So the problem I'm encountering is that I built a docker image that will run an etl pipeline. When I run the image locally it works fine but when I deploy my image to ECR on AWS and I run my lambda function that uses this image it returns a PermissionError Forbidden.
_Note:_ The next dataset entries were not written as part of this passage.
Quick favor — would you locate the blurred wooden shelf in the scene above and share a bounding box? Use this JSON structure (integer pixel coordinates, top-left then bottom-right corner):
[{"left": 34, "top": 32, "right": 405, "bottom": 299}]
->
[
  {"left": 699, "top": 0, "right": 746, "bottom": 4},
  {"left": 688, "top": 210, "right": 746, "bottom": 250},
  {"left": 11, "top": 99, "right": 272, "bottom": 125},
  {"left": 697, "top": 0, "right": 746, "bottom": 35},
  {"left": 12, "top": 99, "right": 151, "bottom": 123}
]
Here is the full stacktrace.
{
"errorMessage": "Forbidden",
"errorType": "PermissionError",
"requestId": "ed12c997-d1f7-4cba-8eaf-66b88643271c",
"stackTrace": [
" File \"/var/task/app.py\", line 10, in handler\n main(now)\n",
" File \"/var/task/scraper_backend/jobs/__init__.py\", line 15, in main\n df = transform.update_file(\n",
" File \"/var/task/scraper_backend/jobs/transform.py\", line 24, in update_file\n df = read_file(path)\n",
" File \"/var/task/scraper_backend/jobs/transform.py\", line 15, in read_file\n dataset = pq.ParquetDataset(f\"s3://{bucket}/{key}\", filesystem=fs)\n",
" File \"/var/lang/lib/python3.9/site-packages/pyarrow/parquet/core.py\", line 1763, in __new__\n return _ParquetDatasetV2(\n",
" File \"/var/lang/lib/python3.9/site-packages/pyarrow/parquet/core.py\", line 2452, in __init__\n finfo = filesystem.get_file_info(path_or_paths)\n",
" File \"pyarrow/_fs.pyx\", line 571, in pyarrow._fs.FileSystem.get_file_info\n",
" File \"pyarrow/error.pxi\", line 144, in pyarrow.lib.pyarrow_internal_check_status\n",
" File \"pyarrow/_fs.pyx\", line 1490, in pyarrow._fs._cb_get_file_info\n",
" File \"/var/lang/lib/python3.9/site-packages/pyarrow/fs.py\", line 330, in get_file_info\n info = self.fs.info(path)\n",
" File \"/var/lang/lib/python3.9/site-packages/fsspec/asyn.py\", line 115, in wrapper\n return sync(self.loop, func, *args, **kwargs)\n",
" File \"/var/lang/lib/python3.9/site-packages/fsspec/asyn.py\", line 100, in sync\n raise return_result\n",
" File \"/var/lang/lib/python3.9/site-packages/fsspec/asyn.py\", line 55, in _runner\n result[0] = await coro\n",
" File \"/var/lang/lib/python3.9/site-packages/s3fs/core.py\", line 1248, in _info\n out = await self._call_s3(\n",
" File \"/var/lang/lib/python3.9/site-packages/s3fs/core.py\", line 348, in _call_s3\n return await _error_wrapper(\n",
" File \"/var/lang/lib/python3.9/site-packages/s3fs/core.py\", line 140, in _error_wrapper\n raise err\n"
]
}
So I firstly went to IAM console to change my permissions and the policy looks like this.
{
"Version": "2012-10-17",
"Statement": [
{
"Effect": "Allow",
"Action": [
"s3:GetBucketLocation",
"s3:ListAllMyBuckets"
],
"Resource": "arn:aws:s3:::*"
},
{
"Effect": "Allow",
"Action": "s3:*",
"Resource": [
"arn:aws:s3:::my_bucket",
"arn:aws:s3:::my_bucket/*"
]
}
]
}
Also just tried this policy but this also didn't seem to fix my permission forbidden error
{
"Version": "2012-10-17",
"Statement": [
{
"Sid": "ListObjectsInBucket",
"Effect": "Allow",
"Action": ["s3:ListBucket"],
"Resource": ["arn:aws:s3:::my_bucket"]
},
{
"Sid": "AllObjectActions",
"Effect": "Allow",
"Action": "s3:*Object",
"Resource": ["arn:aws:s3:::my_bucket/*"]
}
]
}
I'm not sure how long it takes for a policy to be in effect so maybe that is the problem, but it has been like 15-20 minutes so I doubt that that will be the problem. So if anyone has any idea what the problem could be any help is greatly appreciated.